Helsinki-NLP / OPUS-MT-train

Training open neural machine translation models
MIT License
318 stars 40 forks source link

Request for EN-PL model #46

Closed djstrong closed 3 years ago

djstrong commented 3 years ago

It would be great to see EN-PL model!

jorgtied commented 3 years ago

It will come soon I hope.

jorgtied commented 3 years ago

Did you notice that we now have https://github.com/Helsinki-NLP/Tatoeba-Challenge/tree/master/models/eng-pol?

djstrong commented 3 years ago

Oh, thank you!

djstrong commented 3 years ago

I guess it is time consuming to upload all models to huggingface hub, but it would be helpful.

djstrong commented 3 years ago

@jorgtied I am trying to run this model with command: /build/marian-decoder -c eng-pol/opus-2021-02-19/decoder.yml but the translation is much worse than in opus-2021-02-19.test.txt.

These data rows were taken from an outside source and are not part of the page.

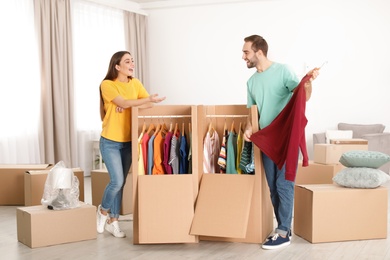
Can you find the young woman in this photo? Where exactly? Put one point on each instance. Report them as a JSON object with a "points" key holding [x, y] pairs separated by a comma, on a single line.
{"points": [[119, 92]]}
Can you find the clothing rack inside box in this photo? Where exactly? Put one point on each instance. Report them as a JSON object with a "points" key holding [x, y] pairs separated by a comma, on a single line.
{"points": [[160, 217]]}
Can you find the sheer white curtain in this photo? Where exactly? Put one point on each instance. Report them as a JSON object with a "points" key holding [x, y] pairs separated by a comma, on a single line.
{"points": [[98, 32], [20, 84]]}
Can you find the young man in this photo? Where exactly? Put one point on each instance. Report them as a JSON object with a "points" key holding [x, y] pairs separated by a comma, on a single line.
{"points": [[271, 88]]}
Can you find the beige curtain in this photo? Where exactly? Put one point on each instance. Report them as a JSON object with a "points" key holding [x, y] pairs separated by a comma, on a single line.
{"points": [[135, 37], [57, 131]]}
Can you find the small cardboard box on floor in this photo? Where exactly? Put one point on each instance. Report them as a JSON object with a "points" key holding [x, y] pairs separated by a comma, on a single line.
{"points": [[317, 173], [99, 181], [38, 226], [331, 213], [34, 185], [12, 182], [331, 153]]}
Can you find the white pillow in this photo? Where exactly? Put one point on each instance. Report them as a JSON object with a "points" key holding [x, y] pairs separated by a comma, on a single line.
{"points": [[338, 134]]}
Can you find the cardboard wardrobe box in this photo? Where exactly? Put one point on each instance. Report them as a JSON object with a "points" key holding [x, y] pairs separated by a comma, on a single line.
{"points": [[231, 207], [317, 173], [331, 153], [34, 185], [99, 181], [331, 213], [12, 182], [38, 226], [164, 204]]}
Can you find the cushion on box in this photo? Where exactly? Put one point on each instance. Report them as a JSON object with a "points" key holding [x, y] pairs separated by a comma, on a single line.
{"points": [[361, 177], [338, 134], [361, 158], [360, 130]]}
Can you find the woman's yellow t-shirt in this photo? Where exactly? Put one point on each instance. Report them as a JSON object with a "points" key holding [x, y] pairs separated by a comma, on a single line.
{"points": [[117, 126]]}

What am I missing?

jorgtied commented 3 years ago

Did you preprocess the input data with the subword segmentation model? You need to do that before piping it in into the decoder. See the preprocess script that comes with the model release.

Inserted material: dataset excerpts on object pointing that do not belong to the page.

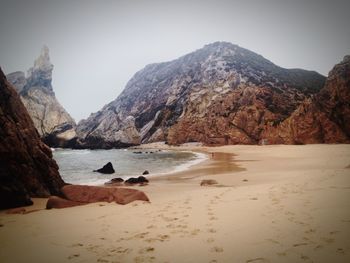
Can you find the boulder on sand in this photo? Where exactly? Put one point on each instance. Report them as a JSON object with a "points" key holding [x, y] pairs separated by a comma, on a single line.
{"points": [[115, 181], [91, 194], [106, 169], [138, 180], [58, 202], [208, 182]]}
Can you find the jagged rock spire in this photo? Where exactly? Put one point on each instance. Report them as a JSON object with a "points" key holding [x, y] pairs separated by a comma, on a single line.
{"points": [[40, 75]]}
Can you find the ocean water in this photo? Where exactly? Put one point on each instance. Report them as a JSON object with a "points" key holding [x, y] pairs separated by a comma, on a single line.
{"points": [[76, 166]]}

djstrong commented 3 years ago

No, I was reading documentation: https://marian-nmt.github.io/docs/#translation and there is no information about segmentation for input.txt. Thank you, after preprocessing it works!

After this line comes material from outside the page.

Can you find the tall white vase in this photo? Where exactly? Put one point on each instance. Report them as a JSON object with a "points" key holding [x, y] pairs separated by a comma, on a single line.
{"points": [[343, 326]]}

preprocess.sh eng source.spm < test.txt > test.txt.out
Konskow commented 9 months ago

Has anyone had any luck with converting the model to pytorch? I tried:

python src/transformers/models/marian/convert_marian_tatoeba_to_pytorch.py  --models eng-pol --save_dir converted

It successfully creates a converted model but unfortunately, it doesn't work. I get empty strings as a result.